7. Mai
Spandauer-Damm-Brücke wird abgerissen
50.000 Autofahrer, die täglich über die Spandauer-Damm-Brücke fahren, müssen nun mit Stau rechnen: Die 45 Jahre alte Brücke wird abgerissen und ersetzt. Die Baustelle wird am Donnerstag eingerichtet, doch schon in der Nacht sind die Autobahnzufahrten gesperrt.
Von Brigitte Schmiemann
Die Senatsverwaltung für Stadtentwicklung empfiehlt deshalb eine großräumige Umfahrung. Autofahrer aus Spandau sollten als Ausweichstrecke in Richtung Zentrum Reichsstraße, Theodor-Heuss-Platz und Kaiserdamm nutzen.

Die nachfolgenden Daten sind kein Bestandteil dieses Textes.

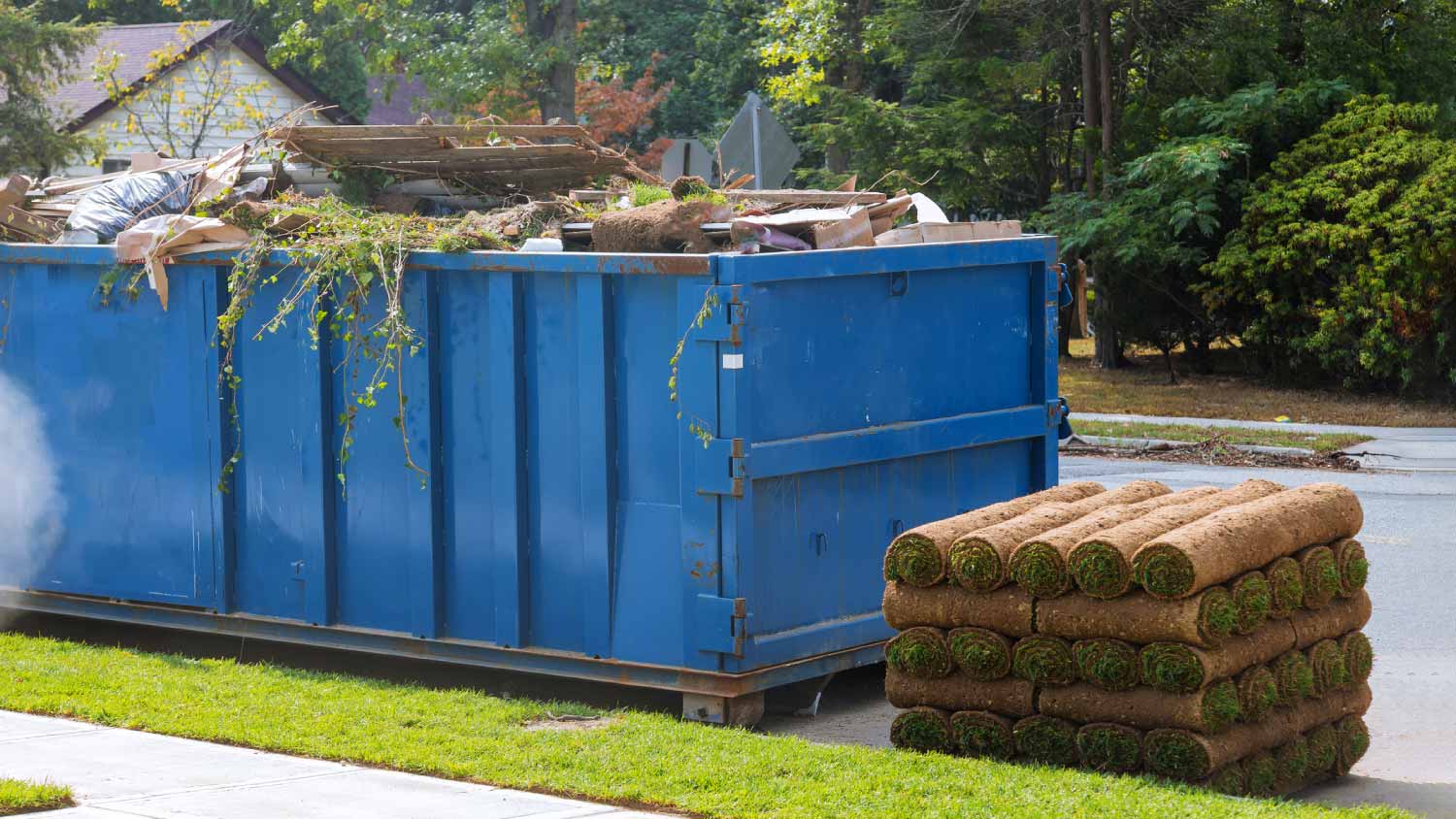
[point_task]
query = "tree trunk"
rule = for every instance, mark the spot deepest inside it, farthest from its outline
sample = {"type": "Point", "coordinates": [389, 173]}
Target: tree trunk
{"type": "Point", "coordinates": [1091, 98]}
{"type": "Point", "coordinates": [553, 25]}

Diese Strecke bietet sich auch in Richtung Spandau zur Umfahrung der Baustelle an. In Richtung Nord (Jakob-Kaiser-Platz) empfehlen die Verkehrsplaner die Otto-Suhr-Allee bis zum Luisenplatz und dann den Tegeler Weg. Möglich ist die Route auch vom Kaiserdamm über die Kaiser-Friedrich-Straße.
Bereits in der Nacht zu Donnerstag, geplant ist gegen 1 Uhr, werden alle Auf- und Abfahr-Rampen zur Autobahn-Anschlussstelle Spandauer Damm gesperrt. Die nächsten Zu- und Abfahrten zur Autobahn 100 befinden sich südlich der Baustelle an der Knobelsdorffstraße (Anschlussstelle Kaiserdamm) und nördlich am Jakob-Kaiser-Platz (Dreieck Charlottenburg). Aufgepasst: Das Linksabbiegen von der Knobelsdorffstraße aus westlicher Richtung kommend zur A 100 in Richtung Süd ist verboten, damit sich kein Rückstau auf die Autobahn bildet.
Brückenbau wird 34 Monate dauern
Auf dem Spandauer Damm wird der Verkehr zunächst über die südliche Brückenhälfte geleitet. Pro Fahrtrichtung steht nur eine Spur zur Verfügung. Fußgänger und Radfahrer können aber ebenfalls passieren.
Die Senatsverwaltung rechnet mit einer Gesamtbauzeit von 34 Monaten für den Neubau. Nach einer missglückten Brückeninstandsetzung in den Jahren 2003/2004 waren die Sanierungsarbeiten abgebrochen worden. Die Schäden waren schlimmer als erwartet. Nach einer Wirtschaftlichkeitsprüfung war 2005 der Neubau entschieden worden. Er besteht künftig aus zwei eigenständigen Brückenbauwerken – aus einem etwa 40 Meter langen über die Autobahn und einem 60 Meter langen über die Bahnstrecke.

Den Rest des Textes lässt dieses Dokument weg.